Bapak agak marah ketika aku dan Mas Dodi ke rumah menyerahkan sertifikat tanah yang sudah kami beli. Sebenarnya uangku belum cukup tapi tanah yang dulu dijual bapak untuk kuliahku dijual lagi. Tetangga. yang baik itu menghubungiku terlebih dahulu sebelum dijual ke yang lain.

Alhamdulullah,  Mas Dodi membayarnya dan meminta menyimpan tabunganku untuk keperluan lain. Aku tidak mau sebenarnya tapi dia berhasil merayuku setelah bilang jika rezekinya berlipat karena do"aku juga sebagai istrinya.

"Bapak sudah ikhlaskan tanah itu, Nduk. Membiayai kamu itu kewajiban Bapak sebagai orang tua."

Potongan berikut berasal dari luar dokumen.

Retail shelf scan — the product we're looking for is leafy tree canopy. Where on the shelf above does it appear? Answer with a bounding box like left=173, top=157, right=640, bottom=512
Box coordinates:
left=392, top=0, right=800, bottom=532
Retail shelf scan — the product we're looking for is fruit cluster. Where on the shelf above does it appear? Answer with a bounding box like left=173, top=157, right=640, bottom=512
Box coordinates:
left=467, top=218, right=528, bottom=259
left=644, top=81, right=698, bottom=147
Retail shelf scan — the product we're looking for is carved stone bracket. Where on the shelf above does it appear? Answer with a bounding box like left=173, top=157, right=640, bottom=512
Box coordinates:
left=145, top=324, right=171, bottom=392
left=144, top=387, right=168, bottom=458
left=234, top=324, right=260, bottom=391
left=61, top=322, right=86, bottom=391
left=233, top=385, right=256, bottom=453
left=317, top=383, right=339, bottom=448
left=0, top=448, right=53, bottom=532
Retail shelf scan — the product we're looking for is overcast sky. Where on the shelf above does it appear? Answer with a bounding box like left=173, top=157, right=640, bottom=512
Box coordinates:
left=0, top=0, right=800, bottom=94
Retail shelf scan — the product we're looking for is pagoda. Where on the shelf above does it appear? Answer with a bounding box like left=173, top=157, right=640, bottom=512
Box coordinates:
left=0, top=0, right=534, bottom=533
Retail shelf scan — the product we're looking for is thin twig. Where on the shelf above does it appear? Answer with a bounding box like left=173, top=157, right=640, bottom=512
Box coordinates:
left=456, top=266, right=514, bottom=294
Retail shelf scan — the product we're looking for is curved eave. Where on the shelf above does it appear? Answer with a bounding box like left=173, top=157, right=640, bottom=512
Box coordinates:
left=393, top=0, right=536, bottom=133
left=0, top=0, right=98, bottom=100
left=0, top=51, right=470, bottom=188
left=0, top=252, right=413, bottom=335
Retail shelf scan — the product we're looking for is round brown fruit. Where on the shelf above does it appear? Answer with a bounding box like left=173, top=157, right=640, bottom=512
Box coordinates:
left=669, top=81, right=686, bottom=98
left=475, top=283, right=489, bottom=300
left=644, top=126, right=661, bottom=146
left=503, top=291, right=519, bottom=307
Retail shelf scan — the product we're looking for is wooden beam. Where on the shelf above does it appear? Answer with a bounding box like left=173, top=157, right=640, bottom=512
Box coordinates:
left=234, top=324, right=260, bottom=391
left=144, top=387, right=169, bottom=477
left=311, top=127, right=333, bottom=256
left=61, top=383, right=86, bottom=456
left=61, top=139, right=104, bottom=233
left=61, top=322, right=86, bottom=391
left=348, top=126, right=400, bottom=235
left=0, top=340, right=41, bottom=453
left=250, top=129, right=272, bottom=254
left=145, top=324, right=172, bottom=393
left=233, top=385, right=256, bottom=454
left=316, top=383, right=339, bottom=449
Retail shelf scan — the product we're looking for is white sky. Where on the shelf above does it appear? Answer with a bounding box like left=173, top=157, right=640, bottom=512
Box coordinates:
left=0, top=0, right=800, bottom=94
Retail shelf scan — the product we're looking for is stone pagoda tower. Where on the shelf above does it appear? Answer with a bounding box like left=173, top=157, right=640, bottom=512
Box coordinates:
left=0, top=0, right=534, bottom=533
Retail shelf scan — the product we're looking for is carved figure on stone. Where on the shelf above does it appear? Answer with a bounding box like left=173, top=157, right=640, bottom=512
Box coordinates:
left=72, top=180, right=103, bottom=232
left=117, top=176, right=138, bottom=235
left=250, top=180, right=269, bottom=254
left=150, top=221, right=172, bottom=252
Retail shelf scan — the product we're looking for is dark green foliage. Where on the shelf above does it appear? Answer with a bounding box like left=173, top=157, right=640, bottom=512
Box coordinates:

"Pak, Bu, ini hadiah dari Dodi dan Bintang, semoga berkah dan bermanfaat," kata Mas Dodi.

Akhirnya bapak mau menerima, sangat jelas tergambar di wajah paruh baya ibu dan bapak, raut muka bahagia.

"Ya, sudah kalau begitu makan dulu, ibu masak garang asem. Kata Bintang, Nak Dodi  suka banget garang asem sampai dia kamu suruh masakin, padahal dia belum pernah masak."

"Lha ... kok ibu tahu, Dodi suka garang asem?"

"Bu dokter yang bilang, makanya waktu kamu telpon mau ke sini ibu cepet- cepet masak," ucap ibu.

Akhirnya kami makan bersama dengan bahagia. Aku dan Mas Dodi bergantian menanyakan kegiatan adik-adikku. Setelah itu menikmati malam di halaman rumah dengan menatap langit malam yang saat ini bertaburkan bintang dan bulan.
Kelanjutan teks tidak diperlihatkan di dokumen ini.